Turns out the spill of dish detergent at the outset of this trunk evolution was fortuitous when it came to scrubbing down purple paint. That wet paper towel activated it like a dream. And suds scrubbed out any dirt the wood chips had left behind. The rubber-stamped letters of Subaru raised in purple relief against the black backdrop as the absurdity of this phase in my life came to bear. Would I ever have imagined that I’d be standing in the pitch black of my driveway following the bobbing beam of a headlamp as I scrubbed poster paint out of the back of my car? While my nine-year-old finished her squash masterpiece by porch light? While my pajama-clad eleven-year-old peered out the window, drawn by the random shards of light sluiced across the dining room? While my thirteen-year-old busied the two-year-old, who started this all, upstairs? While my husband placed the packet of fundraising materials on the dining room table without realizing it was also covered in splatters of purple paint that got all over his hands and anything he touched within the next few minutes?
All because I thought I could fit it all in, in a short window of time; do it all at top speed and not make any mistakes. Or because life with four children in a family of six people is always lived at breakneck speed with absurd missteps and stuff you just can’t make up. If my eleven-year-old looked out the window in disbelief, I could just imagine what my neighbors thought if they saw the shifting beams of light through the trees.

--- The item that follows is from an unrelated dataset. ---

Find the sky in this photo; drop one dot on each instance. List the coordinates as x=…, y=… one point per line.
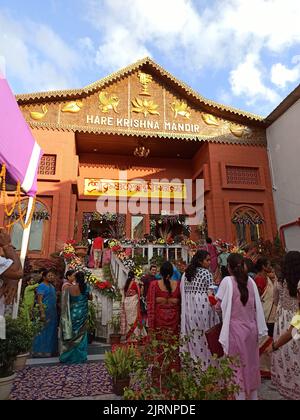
x=241, y=53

The junk in the trunk wasn’t there long enough to become baggage, but old habits like over-scheduling and unrealistic expectations of what I can actually accomplish always travel with me. Luckily, so do smart purchases like the ruggedized trunk liner and a sense of humor. And the crazy few days leading up to the dinner party made me enjoy my glass of wine with friends even more. And the bemused look on my eleven-year-old’s face as she took in her crazed cyclops mother makes my heart sing. There are small moments of authenticity amidst the chaos – and never a dull moment.